— Но что же все это значит?
— Это значит, что настоящая заваруха только начинается. А виноград может и подождать.
25
Люди снова взялись за работу. Но все у них валилось из рук — даже анабаптисты и те выглядели растерянными. Что делать — вернуться в Диоцез и молиться? Организовать кризисный комитет в дальнем углу амбара? Ждать приказа? Но от кого? Ивана среза́ла грозди в своем ряду, чувствуя себя вдвойне виноватой. Во-первых, в своей принадлежности к банде агрессоров. Ведь даже переодевшись богомолкой, она оставалась не кем иным, как лейтенантом полиции, из тех, кто не побоялся унизить или запугать беззащитных христиан. Второй ее виной было как раз это тайное проникновение в их среду. Мало того что она работала в полиции, она была еще и предательницей. Гнусной шпионкой, чья миссия держалась на самозванстве и лжи.
После каждой срезанной кисти винограда, которую Ивана бросала в корзину, она шепотом награждала себя каким-нибудь ругательством.

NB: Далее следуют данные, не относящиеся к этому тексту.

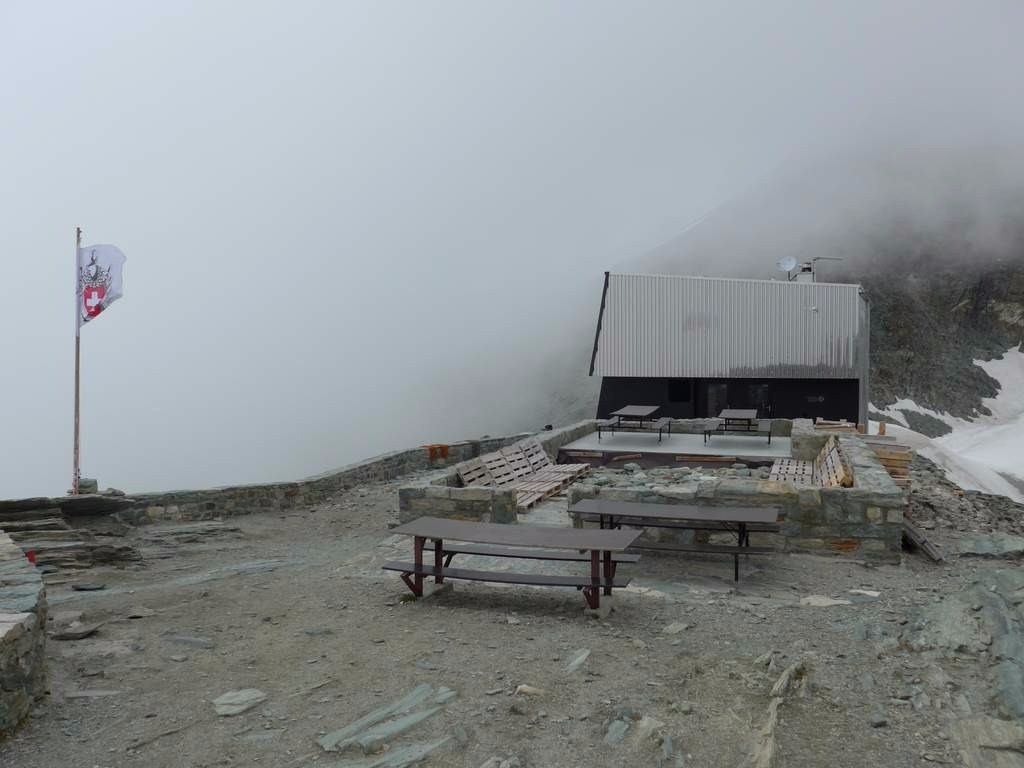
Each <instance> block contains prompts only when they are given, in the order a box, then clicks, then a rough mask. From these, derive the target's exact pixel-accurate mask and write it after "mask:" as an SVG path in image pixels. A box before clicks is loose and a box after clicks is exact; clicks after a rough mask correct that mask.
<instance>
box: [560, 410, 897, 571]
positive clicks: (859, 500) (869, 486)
mask: <svg viewBox="0 0 1024 768" xmlns="http://www.w3.org/2000/svg"><path fill="white" fill-rule="evenodd" d="M794 434H796V430H795V432H794ZM824 436H825V438H827V436H828V435H827V433H825V435H824ZM840 443H841V446H842V449H843V452H844V454H845V456H846V458H847V460H848V462H849V464H850V466H851V469H852V470H853V474H854V485H853V487H849V488H839V487H838V488H806V487H805V488H800V489H798V488H796V487H795V486H793V485H791V484H788V483H782V482H775V481H773V480H760V479H750V478H745V477H703V478H701V479H699V480H689V481H685V482H682V483H680V484H678V485H672V486H663V487H646V488H644V487H639V488H638V487H615V486H599V485H592V484H589V483H587V482H586V481H582V482H578V483H575V484H573V485H571V486H570V487H569V492H568V497H569V503H570V504H574V503H575V502H578V501H580V500H582V499H606V500H608V501H628V502H644V503H649V504H700V505H708V506H728V505H738V506H761V507H776V508H778V509H779V515H780V517H781V520H782V522H781V537H777V536H770V535H765V536H764V537H757V538H758V539H760V541H758V542H757V543H758V544H763V545H765V546H780V548H781V549H785V550H788V551H797V552H818V553H834V554H855V555H857V556H860V557H864V558H869V559H878V560H889V561H898V560H899V558H900V552H901V539H902V528H903V504H904V497H903V494H902V492H901V490H900V488H899V487H898V486H897V485H896V483H894V482H893V480H892V478H891V477H890V476H889V474H888V472H886V470H885V468H884V467H883V466H882V464H881V463H880V462H879V460H878V458H877V457H876V456H874V453H873V452H872V451H870V450H869V449H868V447H867V446H866V445H865V444H864V443H863V441H861V440H860V439H858V438H857V437H856V436H855V435H848V434H843V435H840ZM754 538H755V536H752V540H753V539H754Z"/></svg>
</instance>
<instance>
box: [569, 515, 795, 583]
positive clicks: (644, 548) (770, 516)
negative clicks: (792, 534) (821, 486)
mask: <svg viewBox="0 0 1024 768" xmlns="http://www.w3.org/2000/svg"><path fill="white" fill-rule="evenodd" d="M568 511H569V514H570V515H572V517H573V524H575V525H582V523H583V522H584V521H586V520H596V521H597V522H598V524H599V526H600V527H601V528H609V527H610V528H614V529H620V528H622V526H623V525H629V526H631V527H633V526H636V527H641V528H643V527H665V528H690V529H695V530H708V529H712V530H729V531H730V532H733V534H735V535H736V545H735V546H727V545H719V544H668V543H647V542H644V543H641V544H634V548H635V549H655V550H667V551H675V552H699V553H706V554H722V555H732V558H733V578H734V579H735V581H737V582H738V581H739V556H740V555H768V554H773V553H774V552H775V550H773V549H772V548H770V547H752V546H751V537H750V535H751V531H752V529H753V526H755V525H757V526H761V529H762V530H770V531H777V530H778V524H777V523H778V510H777V509H774V508H766V507H702V506H693V505H683V504H645V503H642V502H606V501H601V500H599V499H585V500H583V501H581V502H578V503H577V504H573V505H572V506H571V507H569V510H568ZM708 526H714V527H708Z"/></svg>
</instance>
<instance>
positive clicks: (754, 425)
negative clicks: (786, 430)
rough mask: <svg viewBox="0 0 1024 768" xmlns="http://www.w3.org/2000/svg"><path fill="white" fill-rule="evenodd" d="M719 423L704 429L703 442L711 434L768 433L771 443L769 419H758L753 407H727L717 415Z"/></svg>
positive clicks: (757, 413)
mask: <svg viewBox="0 0 1024 768" xmlns="http://www.w3.org/2000/svg"><path fill="white" fill-rule="evenodd" d="M718 420H719V424H718V426H717V427H715V428H714V429H706V430H705V442H708V438H709V437H711V436H712V435H713V434H716V433H720V434H754V435H764V434H767V435H768V444H769V445H770V444H771V420H770V419H758V412H757V411H756V410H755V409H739V408H727V409H724V410H723V411H722V412H721V413H720V414H719V415H718Z"/></svg>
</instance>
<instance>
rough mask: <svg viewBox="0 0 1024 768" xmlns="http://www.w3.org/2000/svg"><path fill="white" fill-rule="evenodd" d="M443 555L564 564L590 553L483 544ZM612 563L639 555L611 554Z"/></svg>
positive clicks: (631, 557)
mask: <svg viewBox="0 0 1024 768" xmlns="http://www.w3.org/2000/svg"><path fill="white" fill-rule="evenodd" d="M434 547H435V542H427V543H426V544H424V545H423V551H424V552H433V551H434ZM441 551H442V552H444V554H449V553H453V554H457V555H479V556H481V557H512V558H517V559H524V560H558V561H565V562H590V552H588V551H584V552H580V551H579V550H564V551H562V550H555V549H527V548H526V547H494V546H488V545H485V544H455V545H453V544H449V543H447V542H444V544H443V545H442V547H441ZM611 559H612V561H614V562H639V560H640V555H636V554H630V553H626V552H615V553H612V555H611Z"/></svg>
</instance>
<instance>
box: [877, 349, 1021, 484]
mask: <svg viewBox="0 0 1024 768" xmlns="http://www.w3.org/2000/svg"><path fill="white" fill-rule="evenodd" d="M974 365H976V366H978V367H979V368H981V369H982V370H983V371H984V372H985V373H987V374H988V375H989V376H991V377H992V378H993V379H995V380H996V381H998V382H999V391H998V394H996V395H995V397H986V398H985V399H984V400H983V403H984V406H985V407H986V408H987V409H988V410H989V411H990V412H991V415H989V416H979V417H978V418H976V419H973V420H969V419H961V418H957V417H955V416H952V415H950V414H946V413H938V412H935V411H932V410H930V409H927V408H923V407H922V406H919V404H918V403H915V402H914V401H913V400H910V399H902V400H899V401H897V402H895V403H893V404H892V406H889V407H887V408H885V409H880V408H876V407H872V409H873V410H874V411H876V412H877V413H880V414H882V415H884V416H886V417H889V418H891V419H893V420H894V421H897V422H899V423H900V424H902V425H903V426H895V425H887V431H888V433H889V434H891V435H893V436H895V437H896V438H897V439H898V440H900V441H901V442H903V443H905V444H907V445H909V446H911V447H913V449H914V450H916V451H918V452H919V453H920V454H921V455H922V456H925V457H927V458H929V459H931V460H932V461H934V462H935V463H936V464H937V465H939V466H940V467H942V468H943V470H945V473H946V476H947V477H948V478H949V479H950V480H951V481H952V482H955V483H956V484H957V485H959V486H961V487H963V488H968V489H971V490H981V492H983V493H986V494H998V495H1000V496H1007V497H1009V498H1011V499H1013V500H1014V501H1015V502H1021V503H1024V493H1022V490H1021V488H1022V487H1024V349H1022V348H1021V347H1020V346H1018V347H1016V348H1013V349H1010V350H1008V351H1007V352H1006V354H1004V355H1002V356H1001V357H998V358H995V359H991V360H975V361H974ZM901 410H907V411H914V412H918V413H920V414H927V415H928V416H931V417H933V418H935V419H939V420H940V421H942V422H945V423H946V424H948V425H949V426H950V428H951V429H952V432H950V433H949V434H946V435H943V436H942V437H936V438H929V437H926V436H925V435H923V434H920V433H918V432H913V431H911V430H910V429H908V428H906V424H907V421H906V417H904V415H903V414H902V413H900V411H901ZM872 424H873V425H874V426H873V428H872V430H871V431H877V430H878V426H877V422H876V423H872ZM1008 476H1009V477H1011V478H1012V479H1014V480H1017V481H1018V482H1019V483H1020V484H1019V485H1018V484H1015V483H1014V482H1013V481H1012V480H1011V479H1008Z"/></svg>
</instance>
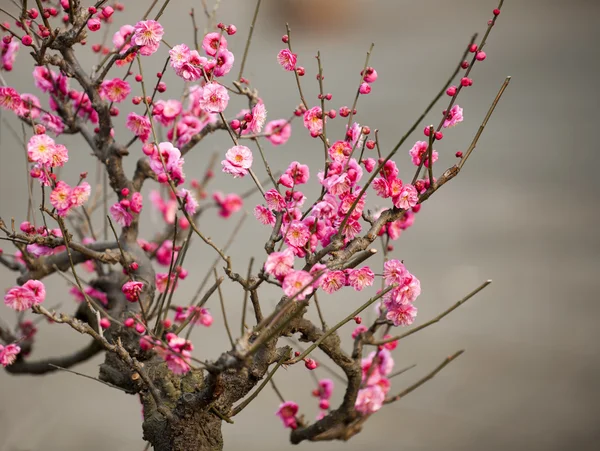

Вскоре сборщики начали готовиться к уходу и потянулись через виноградник к дороге, где их ожидали грузовики. Уже порядком стемнело, и людям не терпелось покончить с работой и «сложить оружие», чтобы не умереть от отчаяния в холодном ночном мраке.
— Ты в порядке?
Это подошла Рашель. Ивана инстинктивно опять состроила унылую мину, свойственную несчастной сезоннице.
— Что это тут происходит? — боязливо спросила она.
— Идем-ка со мной, — сказал Рашель, взяла ее за руку и повела навстречу остальным, удаляясь от стоянки грузовиков. Обогнув один из виноградных участков, они вышли на главную дорогу, ведущую к лагерю сезонников.
Пройдя еще триста — четыреста метров, Рашель свернула вправо, на узкую тропинку, заваленную сухой листвой, где их шаги звучали как шорох скомканной бумаги. По обе стороны этой дорожки пейзаж уже тонул во мраке, словно корабль в темных волнах.
— Тебе не стоит паниковать из-за того, что сегодня случилось, — тихо сказала ей Рашель своим певучим голосом.
— А ты уверена?
Женщины углубились в подлесок. И тут Ивана осознала, что дрожит так же сильно, как листья на окружающих деревьях, — настолько прочно она вошла в образ перепуганной работницы.
— Мы ведь привыкли к репрессиям, — сказала Рашель.
Вот тут она сильно преувеличила — сейчас речь шла всего лишь о коротком рейде жандармов, не более.
— Такова наша судьба, — продолжала Рашель, не замедляя шага. — В семнадцатом веке Посланников сжигали на кострах, набив им перед этим рты порохом, чтобы взорвалась голова. Потом начались другие административные, экономические и религиозные преследования. Миряне смотрят на нас как на легкую добычу — ведь мы не сопротивляемся, позволяем делать с собой все, что угодно…
Они вышли из леса к небольшой низине, похожей на высохший пруд. В глубине этой впадины, притулившись к склону, стоял какой-то дом — то ли ферма, то ли амбар.
Женщины начали спускаться к нему. Рашель по-прежнему держала Ивану за руку, почти таща ее за собой. Девушка видела ее затылок, ее молитвенный чепец, ее плечо. Она различала в тишине дыхание анабаптистки, легкое, как у птички; от ее тела веяло ароматом скошенной люцерны.
Они подошли к зданию. Это было древнее сооружение из почерневшего дерева, местами отливающего красным, словно его опаленные доски проржавели, как железо.